Because the detector already feeds /v1/intelligence/deprecations and the Deprecation response headers (see deprecation-headers.test.ts), the new alerts surface immediately:

  • TS SDK: await client.intelligence.deprecations() → returns 2 entries on first call after deploy
  • Python SDK: client.intelligence.deprecations() → same
  • Response headers on completions calls routed to deepseek-chat/-reasoner: Deprecation: deepseek/deepseek-chat sunset 2026-07-24T15:59:00Z, migrate to deepseek/deepseek-v4-flash

The Numbers

MetricBeforeAfter
deepseek-chat input price (per 1M tok)$0.27 (V3)$0.14 (V4-flash actual)
deepseek-chat output price (per 1M tok)$1.1 (V3)$0.28 (V4-flash actual)
Models in catalog under deepseek provider24
/v1/intelligence/deprecations length0 (no signals yet)2 (deepseek-chat, -reasoner)
Days until DeepSeek alias sunset (from ship)76n/a

Lockstep Notes

API contract change: /v1/models returns 2 new entries, /v1/intelligence/deprecations returns 2 alerts at boot. No new endpoints, no shape changes — both SDKs already expose intelligence.deprecations() and will surface the new alerts on next call without any SDK update. site/public/routes.json is unchanged.
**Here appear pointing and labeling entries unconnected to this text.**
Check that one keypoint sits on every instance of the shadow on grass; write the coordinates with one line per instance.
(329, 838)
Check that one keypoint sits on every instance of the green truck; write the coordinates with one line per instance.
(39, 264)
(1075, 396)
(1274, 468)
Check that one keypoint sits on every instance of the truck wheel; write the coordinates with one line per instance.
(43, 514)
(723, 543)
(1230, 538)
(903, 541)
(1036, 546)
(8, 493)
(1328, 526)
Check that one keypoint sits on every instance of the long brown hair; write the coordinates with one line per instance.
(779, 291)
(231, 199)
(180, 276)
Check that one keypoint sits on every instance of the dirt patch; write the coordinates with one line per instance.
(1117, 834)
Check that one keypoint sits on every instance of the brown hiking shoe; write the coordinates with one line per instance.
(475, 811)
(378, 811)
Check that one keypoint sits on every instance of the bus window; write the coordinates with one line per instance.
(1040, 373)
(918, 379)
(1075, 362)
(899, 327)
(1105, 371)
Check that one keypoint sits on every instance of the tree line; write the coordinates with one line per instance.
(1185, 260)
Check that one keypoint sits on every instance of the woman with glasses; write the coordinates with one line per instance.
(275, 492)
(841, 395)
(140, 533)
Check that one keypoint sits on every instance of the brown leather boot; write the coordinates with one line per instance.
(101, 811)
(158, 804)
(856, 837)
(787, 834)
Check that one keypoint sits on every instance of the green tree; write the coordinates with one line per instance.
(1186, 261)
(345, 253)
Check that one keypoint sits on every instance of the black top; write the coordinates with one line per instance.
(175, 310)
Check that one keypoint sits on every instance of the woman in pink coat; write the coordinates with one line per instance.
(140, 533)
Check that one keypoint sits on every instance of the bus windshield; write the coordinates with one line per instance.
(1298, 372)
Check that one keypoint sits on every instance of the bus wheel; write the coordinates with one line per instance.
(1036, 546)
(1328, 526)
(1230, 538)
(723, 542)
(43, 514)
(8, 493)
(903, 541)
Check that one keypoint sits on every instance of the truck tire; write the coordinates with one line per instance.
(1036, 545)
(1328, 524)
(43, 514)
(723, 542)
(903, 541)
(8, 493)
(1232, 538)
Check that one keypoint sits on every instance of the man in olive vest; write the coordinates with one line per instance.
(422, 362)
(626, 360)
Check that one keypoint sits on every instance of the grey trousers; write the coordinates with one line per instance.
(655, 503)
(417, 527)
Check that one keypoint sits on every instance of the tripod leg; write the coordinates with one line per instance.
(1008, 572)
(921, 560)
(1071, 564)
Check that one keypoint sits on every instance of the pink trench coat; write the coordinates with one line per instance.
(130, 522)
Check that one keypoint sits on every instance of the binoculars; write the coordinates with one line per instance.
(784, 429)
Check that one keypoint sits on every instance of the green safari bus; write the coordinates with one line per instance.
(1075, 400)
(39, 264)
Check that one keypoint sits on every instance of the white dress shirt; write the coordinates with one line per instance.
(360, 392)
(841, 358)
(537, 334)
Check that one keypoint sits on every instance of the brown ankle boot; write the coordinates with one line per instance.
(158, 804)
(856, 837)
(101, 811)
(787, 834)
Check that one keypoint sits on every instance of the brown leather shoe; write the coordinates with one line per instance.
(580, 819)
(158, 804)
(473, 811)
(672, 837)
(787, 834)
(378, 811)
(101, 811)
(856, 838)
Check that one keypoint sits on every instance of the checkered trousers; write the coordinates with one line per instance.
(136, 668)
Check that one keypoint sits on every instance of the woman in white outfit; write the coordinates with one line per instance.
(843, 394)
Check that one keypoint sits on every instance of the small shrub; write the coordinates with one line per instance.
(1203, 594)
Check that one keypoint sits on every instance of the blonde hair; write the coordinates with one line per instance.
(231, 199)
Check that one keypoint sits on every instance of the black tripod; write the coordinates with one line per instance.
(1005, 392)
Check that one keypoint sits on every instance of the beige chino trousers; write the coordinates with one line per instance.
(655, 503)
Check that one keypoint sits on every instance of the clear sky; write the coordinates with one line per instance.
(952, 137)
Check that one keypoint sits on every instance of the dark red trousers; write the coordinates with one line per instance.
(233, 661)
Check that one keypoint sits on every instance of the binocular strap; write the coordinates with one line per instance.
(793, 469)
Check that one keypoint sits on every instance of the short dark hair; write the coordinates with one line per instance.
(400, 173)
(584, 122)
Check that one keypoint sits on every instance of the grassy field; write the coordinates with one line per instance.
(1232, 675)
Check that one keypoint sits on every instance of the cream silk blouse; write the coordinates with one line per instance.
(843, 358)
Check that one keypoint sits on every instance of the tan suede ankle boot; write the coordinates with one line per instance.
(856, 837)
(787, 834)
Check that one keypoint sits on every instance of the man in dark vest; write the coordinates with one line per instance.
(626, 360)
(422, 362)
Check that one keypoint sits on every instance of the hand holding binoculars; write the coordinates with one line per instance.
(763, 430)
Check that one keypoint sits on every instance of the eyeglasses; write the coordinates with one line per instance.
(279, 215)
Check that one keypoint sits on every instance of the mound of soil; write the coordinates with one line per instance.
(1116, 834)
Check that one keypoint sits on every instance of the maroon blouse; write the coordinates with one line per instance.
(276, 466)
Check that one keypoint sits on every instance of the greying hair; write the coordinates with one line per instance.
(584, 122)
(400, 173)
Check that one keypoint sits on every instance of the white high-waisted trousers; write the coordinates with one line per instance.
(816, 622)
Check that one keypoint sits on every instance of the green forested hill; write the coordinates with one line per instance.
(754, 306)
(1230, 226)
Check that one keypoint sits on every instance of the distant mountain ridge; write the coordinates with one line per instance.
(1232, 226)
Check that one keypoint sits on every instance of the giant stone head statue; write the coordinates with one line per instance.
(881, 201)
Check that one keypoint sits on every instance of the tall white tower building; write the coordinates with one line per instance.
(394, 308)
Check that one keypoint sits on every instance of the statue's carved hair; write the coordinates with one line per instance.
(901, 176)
deepseek-ingestor.ts is unaffected — it still emits alive: true patches based on what DeepSeek's /v1/models returns. Pricing remains catalog-driven. The ingestor's existing test (deepseek-ingestor.test.ts) continues to pass because the ingestor doesn't read pricing.

What This Doesn't Fix

  • Cost-quality frontier weighting: deprecated models are NOT yet

downweighted by the frontier. Existing pricing changes do create a soft effect (V4-flash actuals make deepseek-chat look as cheap as deepseek-v4-flash, so the frontier won't prefer one over the other purely on cost). Hard weighting is a follow-up.

  • Auto-migration on sunset: autoMigrateAt is left unset on the alerts.

When the user wants automatic redirection, set this field and add the redirect logic in routing (separate PR).

  • DeepSeek API key sanity: this PR doesn't probe DeepSeek's actual

/v1/models endpoint to confirm v4-pro and v4-flash are visible there yet (they're in preview). The deepseek-ingestor will mark them alive: true once they appear in the API response.

Verification

  • npx vitest run src/router/scheduled-deprecations.test.ts src/router/intelligence/deprecation-detector.test.ts: 19/19 passed.
  • pnpm tsgo: 0 errors.
  • oxfmt --check + oxlint --type-aware on edited files: clean.
  • Live API verification deferred until merge + ECS deploy.